Over 317,000 waiters and waitresses have college degrees (over 8,000 of them have doctoral or professional degrees), along with over 80,000 bartenders, and over 18,000 parking lot attendants. All told, some 17,000,000 Americans with college degrees are doing jobs that the BLS says require less than the skill levels associated with a bachelor’s degree.

I have long been a proponent of Charles Murray’s thesis that an increasing number of people attending college do not have the cognitive abilities or other attributes usually necessary for success at higher levels of learning. As more and more try to attend colleges, either college degrees will be watered down (something already happening I suspect) or drop-out rates will rise.

The relentless claims of the Obama administration and others that having more college graduates is necessary for continued economic leadership is incompatible with this view. Putting issues of student abilities aside, the growing disconnect between labor market realities and the propaganda of higher-education apologists is causing more and more people to graduate and take menial jobs or no job at all. This is even true at the doctoral and professional level—there are 5,057 janitors in the U.S. with Ph.D.’s, other doctorates, or professional degrees.
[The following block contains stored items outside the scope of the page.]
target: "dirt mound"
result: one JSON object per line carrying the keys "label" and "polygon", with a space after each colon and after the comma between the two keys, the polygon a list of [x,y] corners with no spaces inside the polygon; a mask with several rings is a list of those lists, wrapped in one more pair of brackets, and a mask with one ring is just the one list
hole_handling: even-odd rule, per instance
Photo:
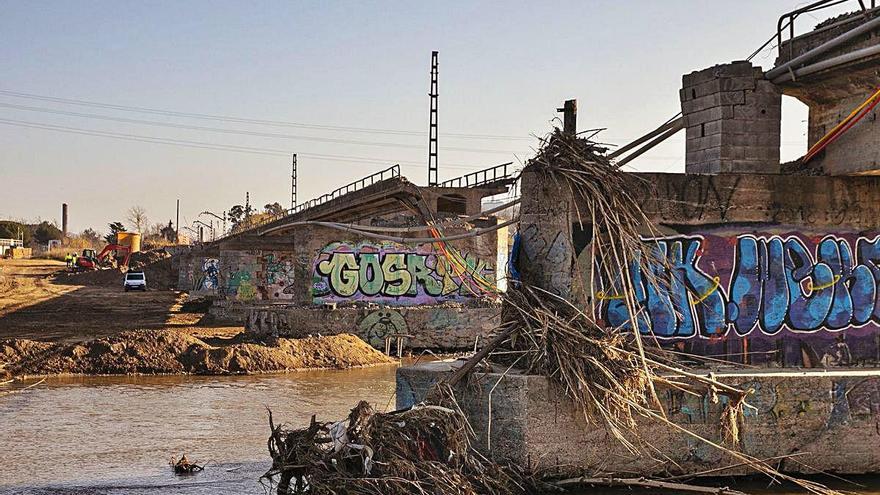
{"label": "dirt mound", "polygon": [[149,251],[140,251],[133,253],[128,260],[128,266],[132,270],[142,270],[153,263],[157,263],[164,259],[170,258],[171,255],[165,249],[151,249]]}
{"label": "dirt mound", "polygon": [[12,287],[12,277],[4,277],[3,275],[0,275],[0,294],[3,294],[4,292],[9,292],[10,290],[12,290]]}
{"label": "dirt mound", "polygon": [[239,374],[393,362],[354,335],[210,345],[181,330],[123,332],[77,344],[0,342],[11,375]]}
{"label": "dirt mound", "polygon": [[[135,261],[135,256],[138,256]],[[168,290],[177,285],[177,277],[171,270],[171,257],[164,249],[135,253],[130,260],[132,270],[142,270],[147,276],[150,289]],[[119,286],[122,287],[123,272],[108,268],[87,272],[59,272],[56,281],[71,285]]]}

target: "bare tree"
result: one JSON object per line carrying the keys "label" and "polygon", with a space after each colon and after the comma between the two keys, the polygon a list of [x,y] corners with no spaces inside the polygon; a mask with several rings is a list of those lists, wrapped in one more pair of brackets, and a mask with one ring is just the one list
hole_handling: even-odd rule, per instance
{"label": "bare tree", "polygon": [[134,226],[135,231],[146,234],[144,229],[147,228],[147,210],[143,206],[132,206],[128,209],[128,222]]}

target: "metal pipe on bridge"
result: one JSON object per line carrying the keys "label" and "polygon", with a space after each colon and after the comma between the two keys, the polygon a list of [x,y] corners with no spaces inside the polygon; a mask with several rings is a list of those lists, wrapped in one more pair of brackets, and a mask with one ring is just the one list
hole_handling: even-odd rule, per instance
{"label": "metal pipe on bridge", "polygon": [[[876,19],[880,21],[880,17]],[[782,74],[781,76],[773,79],[773,84],[780,84],[788,81],[795,80],[798,77],[807,76],[810,74],[814,74],[816,72],[820,72],[826,69],[834,68],[838,65],[843,65],[849,62],[855,62],[861,58],[867,58],[874,55],[880,54],[880,45],[869,46],[867,48],[862,48],[861,50],[856,50],[854,52],[845,53],[843,55],[838,55],[834,58],[829,58],[828,60],[823,60],[821,62],[816,62],[813,65],[808,65],[806,67],[801,67],[800,69],[796,69],[792,72],[787,72]]]}
{"label": "metal pipe on bridge", "polygon": [[[791,72],[790,71],[792,68],[797,67],[798,65],[802,65],[802,64],[809,62],[811,60],[814,60],[819,55],[822,55],[823,53],[826,53],[829,50],[832,50],[832,49],[840,46],[841,44],[846,43],[847,41],[850,41],[851,39],[855,38],[856,36],[860,36],[862,34],[865,34],[865,33],[869,32],[872,29],[877,28],[877,27],[880,27],[880,17],[876,17],[874,19],[871,19],[870,21],[868,21],[864,24],[861,24],[859,27],[853,28],[853,29],[841,34],[840,36],[833,38],[831,40],[828,40],[825,43],[822,43],[821,45],[817,46],[816,48],[813,48],[812,50],[809,50],[806,53],[789,60],[788,62],[780,65],[779,67],[774,67],[773,69],[768,70],[767,72],[764,73],[764,77],[766,79],[770,79],[774,83],[776,83],[777,80],[782,81],[782,82],[791,80]],[[856,52],[853,52],[853,53],[856,53]],[[797,72],[798,72],[797,70],[794,70],[795,77],[798,75]],[[789,78],[784,79],[783,76],[785,76],[785,75],[788,75]]]}

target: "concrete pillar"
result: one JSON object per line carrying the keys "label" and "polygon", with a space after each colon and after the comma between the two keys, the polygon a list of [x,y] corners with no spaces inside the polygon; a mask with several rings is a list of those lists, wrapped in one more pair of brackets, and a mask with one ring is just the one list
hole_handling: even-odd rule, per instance
{"label": "concrete pillar", "polygon": [[569,299],[575,260],[571,188],[529,165],[522,171],[521,197],[522,282]]}
{"label": "concrete pillar", "polygon": [[779,173],[782,92],[749,62],[682,77],[687,173]]}

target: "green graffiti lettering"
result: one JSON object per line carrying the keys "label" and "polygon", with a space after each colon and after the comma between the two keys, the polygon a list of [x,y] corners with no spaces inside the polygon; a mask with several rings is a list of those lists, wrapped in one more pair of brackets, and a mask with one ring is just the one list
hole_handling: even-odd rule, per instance
{"label": "green graffiti lettering", "polygon": [[329,276],[330,287],[342,297],[351,297],[358,290],[358,262],[354,253],[333,253],[329,260],[318,263],[318,273]]}
{"label": "green graffiti lettering", "polygon": [[[470,297],[481,291],[472,279],[493,271],[492,265],[478,256],[457,252],[456,259],[466,264],[461,267],[464,273],[459,273],[458,265],[444,256],[431,253],[404,253],[393,246],[365,247],[368,252],[359,252],[360,246],[349,249],[321,255],[315,265],[316,297]],[[393,251],[386,253],[383,249]],[[283,278],[283,270],[274,270],[273,264],[281,267],[281,263],[274,257],[267,256],[266,260],[267,277],[276,282]]]}
{"label": "green graffiti lettering", "polygon": [[416,281],[416,283],[411,284],[407,292],[411,296],[416,295],[419,285],[425,288],[425,293],[428,295],[439,296],[443,293],[443,286],[440,285],[436,278],[431,276],[431,269],[426,265],[427,258],[423,254],[406,255],[406,266],[409,268],[410,273],[412,273],[412,278]]}
{"label": "green graffiti lettering", "polygon": [[406,268],[406,257],[402,253],[386,254],[382,260],[382,273],[385,276],[386,296],[405,295],[413,284],[413,276]]}
{"label": "green graffiti lettering", "polygon": [[385,277],[382,275],[382,264],[377,253],[361,253],[360,277],[361,292],[365,296],[375,296],[382,292]]}

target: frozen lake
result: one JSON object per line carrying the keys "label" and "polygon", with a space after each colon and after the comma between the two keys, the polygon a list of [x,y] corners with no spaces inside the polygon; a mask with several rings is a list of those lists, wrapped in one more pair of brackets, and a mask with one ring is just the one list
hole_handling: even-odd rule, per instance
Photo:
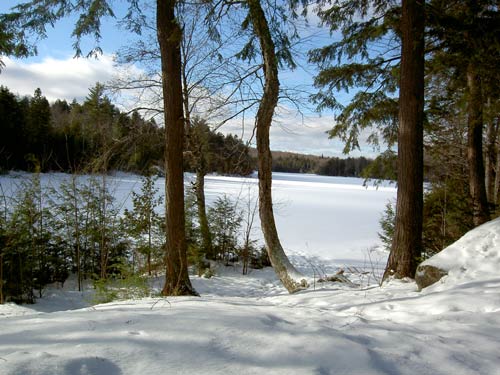
{"label": "frozen lake", "polygon": [[[248,189],[257,195],[256,178],[210,176],[206,181],[209,200],[222,193],[245,200]],[[365,188],[359,178],[273,174],[276,225],[287,253],[336,263],[364,261],[380,244],[379,219],[395,197],[394,187]]]}
{"label": "frozen lake", "polygon": [[[9,196],[27,174],[0,176],[4,193]],[[57,186],[68,178],[62,173],[42,174],[44,186]],[[87,177],[83,177],[87,178]],[[186,174],[186,185],[193,180]],[[116,201],[123,207],[131,206],[131,192],[140,190],[140,177],[118,173],[108,178]],[[157,187],[164,190],[164,181]],[[205,183],[207,203],[226,194],[240,200],[245,209],[249,199],[257,197],[256,176],[207,176]],[[307,174],[274,173],[273,200],[278,233],[285,251],[295,259],[307,256],[318,261],[342,265],[369,267],[369,263],[385,262],[385,253],[370,251],[380,245],[377,232],[386,203],[394,200],[394,186],[364,187],[363,179],[328,177]],[[258,216],[258,215],[257,215]],[[262,239],[258,218],[253,237]]]}

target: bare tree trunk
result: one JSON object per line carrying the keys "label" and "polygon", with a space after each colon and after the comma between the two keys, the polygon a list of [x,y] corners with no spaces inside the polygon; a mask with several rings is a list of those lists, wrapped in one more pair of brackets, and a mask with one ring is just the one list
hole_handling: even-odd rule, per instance
{"label": "bare tree trunk", "polygon": [[264,94],[255,120],[257,127],[260,221],[271,264],[285,288],[290,293],[293,293],[306,288],[307,282],[305,279],[301,278],[302,276],[300,273],[290,263],[281,246],[276,224],[274,222],[271,193],[272,157],[269,147],[269,129],[271,127],[274,109],[278,104],[278,61],[274,50],[274,42],[269,31],[269,25],[260,1],[248,0],[248,8],[254,32],[259,38],[265,74]]}
{"label": "bare tree trunk", "polygon": [[[491,107],[491,99],[488,98],[488,107]],[[495,174],[496,174],[496,160],[497,160],[497,138],[498,138],[498,128],[497,124],[493,119],[488,122],[488,127],[486,130],[486,157],[485,157],[485,185],[486,185],[486,197],[488,199],[488,204],[495,205]]]}
{"label": "bare tree trunk", "polygon": [[198,208],[198,221],[200,225],[203,252],[207,257],[213,257],[212,233],[210,233],[210,227],[208,226],[207,208],[205,203],[205,174],[204,168],[199,166],[196,170],[196,205]]}
{"label": "bare tree trunk", "polygon": [[[184,40],[183,40],[184,41]],[[186,116],[186,132],[188,138],[188,148],[191,150],[195,168],[196,168],[196,181],[194,185],[195,195],[196,195],[196,207],[198,213],[198,223],[200,225],[201,241],[202,241],[202,251],[205,256],[211,258],[213,255],[212,249],[212,234],[210,233],[210,227],[208,226],[207,218],[207,208],[205,202],[205,176],[206,172],[206,156],[204,155],[203,142],[204,134],[202,129],[199,127],[195,128],[198,124],[194,124],[191,121],[191,109],[189,106],[189,90],[188,90],[188,74],[187,68],[187,57],[189,54],[189,48],[186,47],[185,43],[181,43],[181,53],[182,53],[182,95],[183,95],[183,105],[184,105],[184,115]],[[195,123],[198,121],[195,120]]]}
{"label": "bare tree trunk", "polygon": [[[105,156],[106,158],[106,156]],[[107,159],[105,159],[107,160]],[[102,206],[102,211],[101,211],[101,215],[102,217],[100,218],[101,221],[99,223],[100,225],[100,228],[99,228],[99,232],[100,232],[100,245],[101,245],[101,279],[107,279],[108,277],[108,253],[109,253],[109,249],[108,249],[108,241],[107,241],[107,207],[108,207],[108,204],[107,204],[107,194],[106,194],[106,173],[107,173],[107,163],[105,162],[105,167],[104,167],[104,170],[101,172],[102,173],[102,185],[101,185],[101,196],[100,196],[100,199],[101,201],[99,202],[99,204],[101,204]]]}
{"label": "bare tree trunk", "polygon": [[180,44],[182,30],[175,17],[176,0],[156,1],[165,118],[166,275],[162,294],[195,295],[187,268],[184,222],[184,115]]}
{"label": "bare tree trunk", "polygon": [[469,189],[472,198],[472,215],[475,226],[490,220],[483,164],[483,100],[481,77],[473,61],[467,66],[468,131],[467,160],[469,163]]}
{"label": "bare tree trunk", "polygon": [[82,269],[81,269],[81,249],[80,249],[80,216],[78,209],[78,189],[76,185],[76,176],[71,176],[71,189],[73,193],[73,230],[75,231],[76,241],[76,277],[78,279],[78,291],[82,291]]}
{"label": "bare tree trunk", "polygon": [[3,248],[0,249],[0,305],[4,303],[3,297]]}
{"label": "bare tree trunk", "polygon": [[147,262],[148,262],[148,275],[151,276],[151,249],[153,248],[153,234],[151,233],[153,223],[151,221],[151,213],[148,212],[148,256],[147,256]]}
{"label": "bare tree trunk", "polygon": [[[498,124],[497,126],[500,126]],[[495,205],[500,204],[499,202],[499,193],[500,193],[500,142],[497,140],[497,164],[496,164],[496,173],[495,173],[495,187],[493,190],[493,202]]]}
{"label": "bare tree trunk", "polygon": [[250,196],[250,191],[248,191],[248,202],[247,202],[247,210],[246,210],[246,220],[245,220],[245,241],[243,243],[243,275],[248,273],[248,263],[250,262],[251,250],[252,250],[252,240],[250,239],[250,235],[252,234],[253,222],[255,220],[255,214],[257,213],[257,201],[253,202]]}
{"label": "bare tree trunk", "polygon": [[384,279],[415,275],[422,252],[424,6],[403,0],[396,226]]}

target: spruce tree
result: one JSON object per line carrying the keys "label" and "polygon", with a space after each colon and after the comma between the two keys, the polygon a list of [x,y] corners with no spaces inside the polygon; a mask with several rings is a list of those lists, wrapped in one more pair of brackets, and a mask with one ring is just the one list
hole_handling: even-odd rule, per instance
{"label": "spruce tree", "polygon": [[213,234],[213,246],[217,259],[226,264],[236,256],[238,233],[242,224],[242,215],[237,205],[224,195],[218,197],[208,210],[210,229]]}
{"label": "spruce tree", "polygon": [[161,264],[161,251],[164,243],[163,218],[156,209],[163,204],[158,196],[155,179],[151,175],[142,178],[141,192],[132,192],[132,211],[126,209],[123,225],[134,239],[136,251],[146,257],[146,269],[151,276],[153,264]]}

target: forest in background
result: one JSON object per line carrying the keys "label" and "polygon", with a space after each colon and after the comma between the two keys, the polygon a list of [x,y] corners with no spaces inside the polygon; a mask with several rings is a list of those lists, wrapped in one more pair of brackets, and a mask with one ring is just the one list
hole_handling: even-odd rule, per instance
{"label": "forest in background", "polygon": [[[248,175],[255,161],[237,136],[205,126],[211,150],[210,173]],[[96,84],[80,104],[56,100],[50,104],[37,89],[19,97],[0,87],[0,171],[61,171],[140,175],[151,169],[163,174],[164,129],[137,111],[120,111]],[[189,155],[185,169],[190,168]]]}
{"label": "forest in background", "polygon": [[[208,173],[246,176],[257,168],[257,152],[237,136],[210,130],[197,120],[208,137]],[[151,168],[161,172],[164,129],[137,111],[120,111],[103,85],[91,88],[80,104],[56,100],[50,104],[37,89],[19,97],[0,87],[0,171],[107,172],[141,175]],[[194,171],[190,152],[185,170]],[[371,159],[324,157],[273,151],[273,171],[325,176],[378,178],[363,174]]]}

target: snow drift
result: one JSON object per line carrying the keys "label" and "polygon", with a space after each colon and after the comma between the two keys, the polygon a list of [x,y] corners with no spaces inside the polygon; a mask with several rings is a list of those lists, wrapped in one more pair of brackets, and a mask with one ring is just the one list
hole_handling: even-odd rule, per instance
{"label": "snow drift", "polygon": [[415,275],[420,288],[439,280],[433,290],[499,276],[500,218],[489,221],[422,262]]}

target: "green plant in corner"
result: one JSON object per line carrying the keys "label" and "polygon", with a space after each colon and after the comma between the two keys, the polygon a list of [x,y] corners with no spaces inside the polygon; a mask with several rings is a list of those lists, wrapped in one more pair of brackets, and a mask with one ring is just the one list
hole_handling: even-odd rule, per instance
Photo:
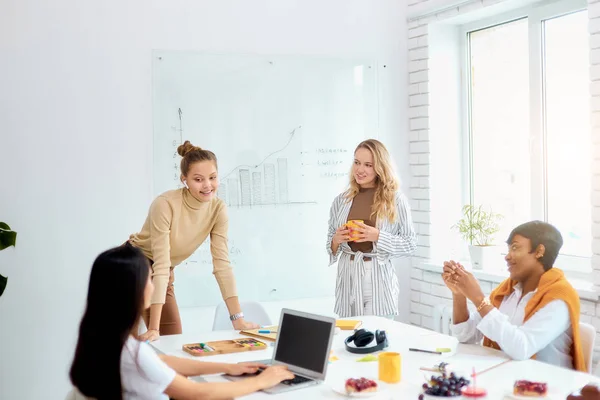
{"label": "green plant in corner", "polygon": [[502,215],[492,210],[486,211],[483,206],[467,204],[462,209],[463,217],[452,226],[463,239],[472,246],[490,246],[493,236],[500,230]]}
{"label": "green plant in corner", "polygon": [[[17,243],[17,232],[10,229],[10,226],[5,222],[0,222],[0,250],[14,246]],[[0,275],[0,296],[6,289],[8,278]]]}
This week an extraordinarily interesting new study was posted on the Web site of America’s most prestigious economic-research organization, the National Bureau of Economic Research. Three highly regarded economists (one of whom has won the Nobel Prize in Economic Science) have produced “Estimating Marginal Returns to Education,” Working Paper 16474 of the NBER. After very sophisticated and elaborate analysis, the authors conclude “In general, marginal and average returns to college are not the same.” (p. 28)

In other words, even if on average, an investment in higher education yields a good, say 10 percent, rate of return, it does not follow that adding to existing investments will yield that return, partly for reasons outlined above. The authors (Pedro Carneiro, James Heckman, and Edward Vytlacil) make that point explicitly, stating “Some marginal expansions of schooling produce gains that are well below average returns, in general agreement with the analysis of Charles Murray.” (p.29)

Now it is true that college has a consumption as well as investment function. People often enjoy going to classes, just as they enjoy watching movies or taking trips. They love the socialization dimensions of schooling—particularly in this age of the country-clubization of American universities. They may improve their self-esteem by earning a college degree. Yet, at a time when resources are scarce, when American governments are running $1.3-trillion deficits, when we face huge unfunded liabilities associated with commitments made to our growing elderly population, should we be subsidizing increasingly problematic educational programs for students whose prior academic record would suggest little likelihood of academic, much less vocational, success?

I think the American people understand, albeit dimly, the logic above. Increasingly, state governments are cutting back higher-education funding, thinking it is an activity that largely confers private benefits. The pleas of university leaders and governmental officials for more and more college attendance appear to be increasingly costly and unproductive forms of special pleading by a sector that abhors transparency and performance measures.

Higher education is on the brink of big change, like it or not.

Nuclear Rocketman
Apr 9, 2012 - 7:25pm


I think it really depends on the individual. For a left-brained thinker like myself, I needed the structure of college. For those that are budding entrepreneurs, college can be a total waste of time as they are bored and don't understand why they must learn information that they won't ever use again. I thought the latest book from Robert Kiyosaki & Donald Trump, The Midas Touch, does an excellent job of discussing the attributes of successful entrepreneurs.